In total the government spent 55 hours debating it, and made 117 changes to the original budget proposed by finance minister Bruno Le Maire at the end of September.
In the end that was not enough to persuade the opposition parties to support it, and Prime Minister Elisabeth Borne used the constitutional tool known as Article 49.3 to push the bill through the deadlocked parliament.
That led to three votes of no confidence in the government, all of which were defeated.
So as the dust settles from the political drama, here’s a look at what the budget means your your wallet;
Inflation – two of the biggest measures to protect households from the rising cost of living had already been announced – gas and electricity prices will remain capped in 2023, albeit at the higher rate of 15 percent, while low-income households will get a €100-200 grant. The energy price cap is expected to cost the government €45 billion in 2023.
Property renovations – the MaPrimeRenov scheme, which gives grants to householders for works that make their homes more energy-efficient, will be extended again into 2023, with a budget of €2.5 billion to distribute.
Income tax – the income tax scale will be indexed to inflation in 2023, so that workers who get a pay increase to cope with the rising cost of living don’t find themselves paying more income tax. “Disposable income after tax will remain the same for all households even if their salary increases,” reads the 2023 Budget.
Pay rises – pay will increase for teachers, judges and other civil servants as inflation is forecast to reach 4.3 percent next year after 5.4 percent in 2022. Around €140 million is assigned to increase the salaries of non-teaching staff in schools.
Tax credits – parents in France can claim tax credits to offset the cost of childcare, and the ceiling for this has risen to €3,500 per year from €2,300.
New jobs – nearly 11,000 more public employees will be hired, in a stark reversal of President Emmanuel Macron’s 2017 campaign promise to slash 120,000 public-sector jobs – 2,000 of these jobs will be in teaching.
Small business help – firms with fewer than 10 employees and a turnover of less than €2 million will also benefit from the 15 percent price cap on energy bills in 2023. The finance ministry will put in place a simplified process for small businesses to claim this aid. In total €3 billion is available to help small businesses that are suffering because of rising costs.
There is also a rise in the ceiling rate for reduced tax contributions for small businesses – up from €38,120 to €42,000.

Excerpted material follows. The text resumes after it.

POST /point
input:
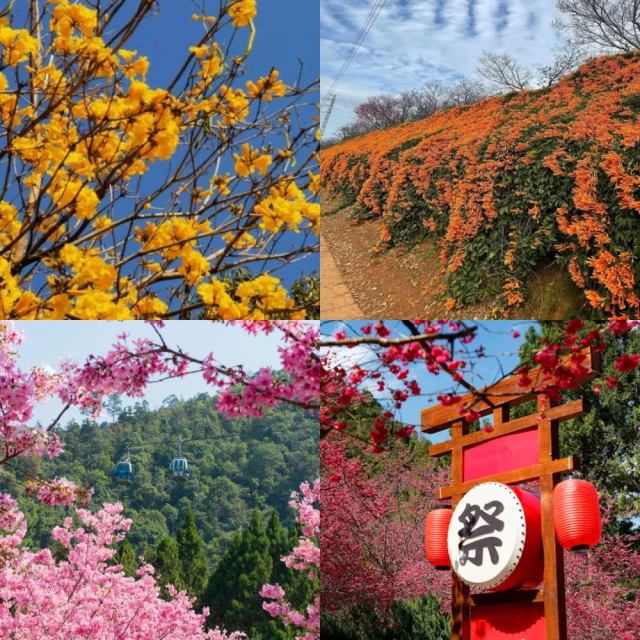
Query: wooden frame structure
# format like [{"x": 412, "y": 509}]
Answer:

Refugees – In the context of the war in Ukraine, the government plans to finance 5,900 accommodation places for refugees and asylum seekers in various reception and emergency accommodation centres. The budget provides for a 6 percent increase in the “immigration, asylum and integration” budget.
Ministries – Le Maire also announced the budget allocation for the various ministries. The Labour ministry is the big winner with an increase of 42.8 percent compared to last year, coupled with the goal to reach full employment by 2027. Education gets an increase of €60.2 billion (or 6.5 percent more than in 2022), much of which will go on increasing teachers’ salaries, while the justice and environment ministries will also see increased budgets.
Conversely, there was a fall in spending for the finance ministry itself.
Borrowing – the government will borrow a record €270 billion next year in order to finance the budget. “This is not a restrictive budget, nor an easy one – it’s a responsible and protective budget at a time of great uncertainties,” said Le Maire.
The government is tabling on growth of one percent, a forecast Le Maire defended as “credible and pro-active” despite an estimate of just 0.5 percent GDP growth by the Bank of France, and 0.6 percent from economists at the OECD.
The public deficit is expected to reach five percent of GDP, as the EU has suspended the rules limiting deficit spending to three percent of GDP because of Russia’s war against Ukraine.